Monday, January 16, 2017

Japan : Historical Revisionism - the Second World War is not over in Asia




Tomomi Inada, Japan's Minister of Defense is an Historical Revisionist does not recognize facts of Japanese Aggression in Second World War.

Tomomi Inada, a lawyer-turned-lawmaker, is a regular at Tokyo's Yasukuni Shrine which honours war dead including convicted war criminals -- a gesture seen by neighbouring countries as an endorsement of Japanese wartime atrocities. 

She has made remarks defending the atrocities, including forcing many Asian women into sexual servitude in military-run brothels, and has led a party committee to re-evaluate the judgement of the war tribunal by the Allies. 

Here is an extract from an article by Hugh Cortazzi former UK Ambassador to Japan on the extent of Japanese Historical Revisionism.





Japan’s right-wing politicians who react badly to foreign criticism are often insensitive to the feelings of foreign people whom they seem to despise. They seem to regard any foreigner who does not praise every aspect of Japan and points out that there were dark moments in Japanese history as a “Japan basher” and, accordingly, an enemy of Japan. This attitude is harmful to Japan’s national interests and reputation.

I was shocked to read in a recent issue of the journal of the Foreign Correspondents Club in Tokyo a farewell article by the correspondent of the Frankfurter Allgemeine Zeitung, which I know from my service in Germany as a highly respectable serious journal that would never report sensational stories and always checks its facts.

"When the correspondent wrote an article critical of the Abe administration’s historical revisionism, the Japanese Consul General in Frankfurt, presumably acting on instructions from Tokyo, called on the paper’s senior foreign policy editor to complain about the article.

The Japanese Consul General refused to produce any facts to counter the arguments in the correspondent’s article and then apparently went on to insult the correspondent and the paper by suggesting that money was “involved,” and that the reporter had to write pro Chinese propaganda to get a visa for China. These remarks were not only unjustified but inept.
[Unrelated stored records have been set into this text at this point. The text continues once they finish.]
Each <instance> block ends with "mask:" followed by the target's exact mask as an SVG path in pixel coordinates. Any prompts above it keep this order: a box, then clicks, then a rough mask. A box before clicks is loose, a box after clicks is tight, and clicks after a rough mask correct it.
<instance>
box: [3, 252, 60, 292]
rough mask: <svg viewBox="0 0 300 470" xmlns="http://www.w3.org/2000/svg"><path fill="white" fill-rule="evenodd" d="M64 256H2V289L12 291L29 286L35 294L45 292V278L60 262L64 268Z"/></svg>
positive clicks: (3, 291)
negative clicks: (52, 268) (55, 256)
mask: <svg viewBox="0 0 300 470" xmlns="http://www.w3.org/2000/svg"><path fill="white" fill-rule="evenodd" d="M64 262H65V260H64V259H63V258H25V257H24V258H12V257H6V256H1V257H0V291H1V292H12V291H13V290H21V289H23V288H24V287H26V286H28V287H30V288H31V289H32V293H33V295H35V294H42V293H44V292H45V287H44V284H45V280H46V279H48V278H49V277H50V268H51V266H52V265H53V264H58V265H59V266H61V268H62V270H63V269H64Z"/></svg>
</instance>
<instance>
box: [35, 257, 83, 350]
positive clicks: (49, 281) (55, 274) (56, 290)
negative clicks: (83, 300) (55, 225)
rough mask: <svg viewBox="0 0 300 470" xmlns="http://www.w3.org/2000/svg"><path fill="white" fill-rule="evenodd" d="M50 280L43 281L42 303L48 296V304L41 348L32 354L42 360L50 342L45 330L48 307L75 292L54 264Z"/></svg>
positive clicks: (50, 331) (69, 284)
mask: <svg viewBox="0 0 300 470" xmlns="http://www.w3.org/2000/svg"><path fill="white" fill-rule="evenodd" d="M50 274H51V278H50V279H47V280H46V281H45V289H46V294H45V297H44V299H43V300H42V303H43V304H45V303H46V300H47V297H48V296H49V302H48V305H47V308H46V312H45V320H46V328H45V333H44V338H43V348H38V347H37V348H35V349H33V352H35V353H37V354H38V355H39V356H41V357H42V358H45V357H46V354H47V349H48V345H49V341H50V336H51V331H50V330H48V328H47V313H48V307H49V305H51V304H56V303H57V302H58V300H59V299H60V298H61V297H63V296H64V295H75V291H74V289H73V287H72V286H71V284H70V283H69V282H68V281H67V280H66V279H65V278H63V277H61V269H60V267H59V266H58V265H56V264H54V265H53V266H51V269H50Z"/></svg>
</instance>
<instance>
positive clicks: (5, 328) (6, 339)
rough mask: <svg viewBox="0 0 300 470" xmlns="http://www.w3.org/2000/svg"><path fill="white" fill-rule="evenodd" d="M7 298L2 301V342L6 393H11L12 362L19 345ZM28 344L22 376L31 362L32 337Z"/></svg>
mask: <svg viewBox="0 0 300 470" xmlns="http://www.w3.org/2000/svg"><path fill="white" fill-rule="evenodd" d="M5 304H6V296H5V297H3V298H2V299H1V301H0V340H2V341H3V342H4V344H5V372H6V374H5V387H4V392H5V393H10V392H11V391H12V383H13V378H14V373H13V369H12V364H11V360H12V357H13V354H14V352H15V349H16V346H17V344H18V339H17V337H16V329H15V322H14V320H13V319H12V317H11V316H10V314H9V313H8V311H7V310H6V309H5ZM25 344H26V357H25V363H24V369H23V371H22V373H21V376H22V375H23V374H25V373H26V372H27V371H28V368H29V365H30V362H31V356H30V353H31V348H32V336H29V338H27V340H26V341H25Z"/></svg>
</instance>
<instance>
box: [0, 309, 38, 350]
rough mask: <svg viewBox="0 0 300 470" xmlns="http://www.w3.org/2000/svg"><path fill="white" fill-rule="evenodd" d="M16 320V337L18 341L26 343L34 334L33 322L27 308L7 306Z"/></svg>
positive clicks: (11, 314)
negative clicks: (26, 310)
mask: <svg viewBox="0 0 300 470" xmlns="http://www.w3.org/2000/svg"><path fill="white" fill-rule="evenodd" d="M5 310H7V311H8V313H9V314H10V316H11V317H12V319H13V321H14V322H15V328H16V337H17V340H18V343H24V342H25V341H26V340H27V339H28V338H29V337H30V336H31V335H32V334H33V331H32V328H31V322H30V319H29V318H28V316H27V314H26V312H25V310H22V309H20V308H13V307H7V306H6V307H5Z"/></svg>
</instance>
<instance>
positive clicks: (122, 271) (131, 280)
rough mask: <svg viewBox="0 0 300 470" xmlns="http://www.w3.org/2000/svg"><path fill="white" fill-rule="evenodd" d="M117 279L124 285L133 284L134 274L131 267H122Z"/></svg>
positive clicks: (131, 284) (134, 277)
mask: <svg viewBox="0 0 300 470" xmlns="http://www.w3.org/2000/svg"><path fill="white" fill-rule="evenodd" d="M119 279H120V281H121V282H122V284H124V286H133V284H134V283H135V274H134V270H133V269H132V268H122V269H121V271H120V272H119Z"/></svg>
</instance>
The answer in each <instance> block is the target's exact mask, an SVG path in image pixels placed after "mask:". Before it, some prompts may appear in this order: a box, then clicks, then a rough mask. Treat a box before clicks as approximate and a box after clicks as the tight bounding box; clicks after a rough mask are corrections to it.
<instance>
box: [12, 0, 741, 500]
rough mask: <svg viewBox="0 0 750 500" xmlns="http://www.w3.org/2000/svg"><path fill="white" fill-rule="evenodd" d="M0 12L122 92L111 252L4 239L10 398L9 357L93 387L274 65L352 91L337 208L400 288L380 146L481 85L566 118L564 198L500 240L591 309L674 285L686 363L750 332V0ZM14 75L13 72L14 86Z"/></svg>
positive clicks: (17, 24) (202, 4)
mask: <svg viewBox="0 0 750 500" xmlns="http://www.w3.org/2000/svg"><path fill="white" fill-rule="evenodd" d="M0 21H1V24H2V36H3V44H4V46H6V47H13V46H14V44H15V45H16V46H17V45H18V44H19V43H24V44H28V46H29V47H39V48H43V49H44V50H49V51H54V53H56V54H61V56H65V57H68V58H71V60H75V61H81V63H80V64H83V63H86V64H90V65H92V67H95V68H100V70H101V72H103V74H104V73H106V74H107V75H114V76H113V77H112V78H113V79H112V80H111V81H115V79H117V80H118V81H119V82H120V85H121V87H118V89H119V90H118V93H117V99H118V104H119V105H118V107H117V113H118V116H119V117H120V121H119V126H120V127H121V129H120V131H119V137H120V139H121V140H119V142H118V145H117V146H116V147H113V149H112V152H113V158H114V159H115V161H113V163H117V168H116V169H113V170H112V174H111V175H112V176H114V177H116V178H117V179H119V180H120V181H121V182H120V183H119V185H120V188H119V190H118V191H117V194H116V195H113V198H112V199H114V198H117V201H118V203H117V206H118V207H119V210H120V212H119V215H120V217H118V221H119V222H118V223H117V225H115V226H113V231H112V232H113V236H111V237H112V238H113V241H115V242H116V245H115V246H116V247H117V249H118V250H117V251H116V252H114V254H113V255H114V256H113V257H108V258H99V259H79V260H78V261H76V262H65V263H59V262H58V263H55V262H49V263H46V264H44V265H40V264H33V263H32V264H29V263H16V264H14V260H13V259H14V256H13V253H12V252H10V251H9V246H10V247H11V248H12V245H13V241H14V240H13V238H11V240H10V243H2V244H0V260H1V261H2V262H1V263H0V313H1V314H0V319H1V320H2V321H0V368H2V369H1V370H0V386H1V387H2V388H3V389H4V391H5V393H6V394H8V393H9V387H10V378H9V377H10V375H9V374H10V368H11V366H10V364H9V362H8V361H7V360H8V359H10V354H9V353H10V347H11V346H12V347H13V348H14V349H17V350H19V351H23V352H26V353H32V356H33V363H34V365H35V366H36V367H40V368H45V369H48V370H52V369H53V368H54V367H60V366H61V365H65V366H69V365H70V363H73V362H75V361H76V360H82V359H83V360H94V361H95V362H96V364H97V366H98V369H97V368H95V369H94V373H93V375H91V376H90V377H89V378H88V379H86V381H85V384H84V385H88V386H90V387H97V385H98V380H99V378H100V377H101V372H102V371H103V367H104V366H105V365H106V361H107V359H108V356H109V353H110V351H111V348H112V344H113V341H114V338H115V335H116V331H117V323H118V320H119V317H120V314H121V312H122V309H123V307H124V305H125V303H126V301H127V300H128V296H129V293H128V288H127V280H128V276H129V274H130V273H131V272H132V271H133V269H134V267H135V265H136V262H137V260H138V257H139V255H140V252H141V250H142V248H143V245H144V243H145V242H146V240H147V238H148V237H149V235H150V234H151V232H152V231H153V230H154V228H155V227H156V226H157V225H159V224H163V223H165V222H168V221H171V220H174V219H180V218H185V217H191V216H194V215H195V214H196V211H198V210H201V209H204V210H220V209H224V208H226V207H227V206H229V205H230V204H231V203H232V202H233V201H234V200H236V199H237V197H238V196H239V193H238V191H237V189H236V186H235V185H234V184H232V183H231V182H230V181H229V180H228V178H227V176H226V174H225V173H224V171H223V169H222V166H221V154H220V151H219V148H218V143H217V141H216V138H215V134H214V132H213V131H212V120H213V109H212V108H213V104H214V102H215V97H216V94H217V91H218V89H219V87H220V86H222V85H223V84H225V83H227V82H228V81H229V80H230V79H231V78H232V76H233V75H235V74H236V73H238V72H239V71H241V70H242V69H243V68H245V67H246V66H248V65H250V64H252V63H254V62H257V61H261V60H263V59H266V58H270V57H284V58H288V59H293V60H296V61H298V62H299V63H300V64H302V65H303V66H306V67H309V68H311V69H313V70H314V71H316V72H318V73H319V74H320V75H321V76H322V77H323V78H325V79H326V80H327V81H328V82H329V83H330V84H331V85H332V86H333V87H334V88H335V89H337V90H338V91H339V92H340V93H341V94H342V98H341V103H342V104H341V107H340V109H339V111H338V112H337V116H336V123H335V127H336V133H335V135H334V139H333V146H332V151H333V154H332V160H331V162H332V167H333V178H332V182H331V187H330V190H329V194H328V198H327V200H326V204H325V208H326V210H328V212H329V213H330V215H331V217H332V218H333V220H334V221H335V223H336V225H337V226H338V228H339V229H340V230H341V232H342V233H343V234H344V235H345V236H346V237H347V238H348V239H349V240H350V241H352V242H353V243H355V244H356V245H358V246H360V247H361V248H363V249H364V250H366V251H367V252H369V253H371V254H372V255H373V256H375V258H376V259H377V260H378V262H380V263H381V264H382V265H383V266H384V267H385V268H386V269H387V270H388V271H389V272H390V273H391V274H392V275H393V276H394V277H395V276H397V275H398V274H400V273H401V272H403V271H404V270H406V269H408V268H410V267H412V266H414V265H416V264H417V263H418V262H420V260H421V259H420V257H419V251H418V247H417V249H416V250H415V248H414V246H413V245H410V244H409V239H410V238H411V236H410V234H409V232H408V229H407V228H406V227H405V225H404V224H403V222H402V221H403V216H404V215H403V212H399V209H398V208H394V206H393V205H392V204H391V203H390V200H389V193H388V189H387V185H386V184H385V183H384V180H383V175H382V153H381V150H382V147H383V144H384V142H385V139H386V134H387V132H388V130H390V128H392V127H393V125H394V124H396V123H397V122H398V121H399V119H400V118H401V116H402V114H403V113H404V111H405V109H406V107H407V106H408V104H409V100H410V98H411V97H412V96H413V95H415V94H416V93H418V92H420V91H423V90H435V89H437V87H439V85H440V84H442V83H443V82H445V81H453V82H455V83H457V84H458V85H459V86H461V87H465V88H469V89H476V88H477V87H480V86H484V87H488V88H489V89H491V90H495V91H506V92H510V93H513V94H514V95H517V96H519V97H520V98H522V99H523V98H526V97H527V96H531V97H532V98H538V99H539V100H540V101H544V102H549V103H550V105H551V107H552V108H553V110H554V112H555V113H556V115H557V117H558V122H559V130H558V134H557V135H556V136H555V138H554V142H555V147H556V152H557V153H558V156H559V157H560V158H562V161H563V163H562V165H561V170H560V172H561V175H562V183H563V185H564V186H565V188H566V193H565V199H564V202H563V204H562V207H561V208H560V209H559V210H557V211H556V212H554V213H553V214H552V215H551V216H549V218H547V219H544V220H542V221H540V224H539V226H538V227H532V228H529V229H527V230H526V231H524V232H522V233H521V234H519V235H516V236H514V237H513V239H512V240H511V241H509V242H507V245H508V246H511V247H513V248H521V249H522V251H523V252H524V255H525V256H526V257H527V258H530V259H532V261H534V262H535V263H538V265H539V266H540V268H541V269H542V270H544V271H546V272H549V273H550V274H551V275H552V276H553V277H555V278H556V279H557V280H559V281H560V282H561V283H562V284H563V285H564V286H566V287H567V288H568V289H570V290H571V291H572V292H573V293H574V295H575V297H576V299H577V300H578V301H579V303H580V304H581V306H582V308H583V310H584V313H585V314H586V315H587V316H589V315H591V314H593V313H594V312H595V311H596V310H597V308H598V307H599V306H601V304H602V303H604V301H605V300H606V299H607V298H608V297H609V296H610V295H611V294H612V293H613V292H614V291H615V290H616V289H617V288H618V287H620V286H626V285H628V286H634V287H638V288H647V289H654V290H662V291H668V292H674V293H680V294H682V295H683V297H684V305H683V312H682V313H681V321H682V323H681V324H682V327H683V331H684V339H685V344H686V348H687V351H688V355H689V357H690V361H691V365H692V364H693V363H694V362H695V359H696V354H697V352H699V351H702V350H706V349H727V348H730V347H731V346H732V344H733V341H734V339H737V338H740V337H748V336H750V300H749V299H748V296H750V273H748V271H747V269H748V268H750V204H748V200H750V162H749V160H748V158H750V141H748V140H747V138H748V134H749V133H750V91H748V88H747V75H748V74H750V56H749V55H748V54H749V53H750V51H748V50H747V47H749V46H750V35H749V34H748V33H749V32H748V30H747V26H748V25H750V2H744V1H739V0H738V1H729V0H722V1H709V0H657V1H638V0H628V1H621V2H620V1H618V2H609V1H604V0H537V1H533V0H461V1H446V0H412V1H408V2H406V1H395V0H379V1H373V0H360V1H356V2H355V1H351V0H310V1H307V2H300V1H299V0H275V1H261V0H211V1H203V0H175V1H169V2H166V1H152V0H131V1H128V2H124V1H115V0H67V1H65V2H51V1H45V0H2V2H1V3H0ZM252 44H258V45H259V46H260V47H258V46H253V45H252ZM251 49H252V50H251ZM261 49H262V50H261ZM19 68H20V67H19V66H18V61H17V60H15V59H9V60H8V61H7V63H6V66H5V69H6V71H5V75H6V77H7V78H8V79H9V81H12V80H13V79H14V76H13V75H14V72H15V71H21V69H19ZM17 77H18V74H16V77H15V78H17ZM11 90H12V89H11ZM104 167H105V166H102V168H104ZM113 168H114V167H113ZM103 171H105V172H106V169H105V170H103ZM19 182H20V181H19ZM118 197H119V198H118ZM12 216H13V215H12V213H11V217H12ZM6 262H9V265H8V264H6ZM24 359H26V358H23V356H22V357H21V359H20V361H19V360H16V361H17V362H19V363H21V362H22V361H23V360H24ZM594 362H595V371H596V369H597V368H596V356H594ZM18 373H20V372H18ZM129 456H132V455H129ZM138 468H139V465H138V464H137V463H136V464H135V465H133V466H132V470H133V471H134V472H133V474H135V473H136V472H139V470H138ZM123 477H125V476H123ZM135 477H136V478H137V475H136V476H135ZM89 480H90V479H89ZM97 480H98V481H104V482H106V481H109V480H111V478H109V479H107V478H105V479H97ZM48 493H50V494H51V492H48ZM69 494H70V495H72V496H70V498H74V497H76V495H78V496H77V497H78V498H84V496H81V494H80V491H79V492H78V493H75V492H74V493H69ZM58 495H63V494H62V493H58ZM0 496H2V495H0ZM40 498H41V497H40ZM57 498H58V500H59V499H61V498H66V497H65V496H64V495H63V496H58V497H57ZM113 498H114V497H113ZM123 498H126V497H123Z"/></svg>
Sadly this is not an isolated case. The Japanese Consul General in New York in January requested McGraw-Hill, a reputable U.S. educational publisher, to delete paragraphs in a book produced by two U.S. scholars about “comfort women.” The publishers rejected the request and told the Japanese official that the scholars concerned had properly confirmed the facts.

It is probably impossible now to say for certain how many “comfort women” were forced to serve members of the Imperial Japanese armed forces, but there is overwhelming evidence that this obnoxious practice was widespread. Koreans were not the only women forced into prostitution.

Japanese revisionists also refuse to accept the facts about the Nanjing massacre. In this case, too, it is impossible at this stage to confirm the exact number of those killed, but the evidence from a variety of sources including Japanese confirms that numerous atrocities were committed by members of Japanese forces not only in Nanjing but also elsewhere in China. Anyone who points out such facts is only spelling out the truth and is not a Chinese propagandist.

When I wrote an article some months ago, which noted the fact that there was a dispute over the Senkaku Islands, despite my known antipathy to the anti-democratic behavior of Beijing, I, too, was accused of repeating Chinese propaganda and helping China.

Reports in the British media about Japanese school history books only refer to the downplaying of the Nanking incident and the “comfort women” issue. No mention has been made of what the textbooks say (or do not say) about the thousands of prisoners of war and forced laborers who died in the making of the Thailand-Burma Railway or other incidents in Singapore and Hong Kong when Japanese soldiers broke not only the Geneva conventions but Japan’s own moral code. There is no wish here to rekindle the inevitable resentments, which soured Anglo-Japanese relations in post-war years, but any attempts to water-down the facts or delete them from the record damages relations".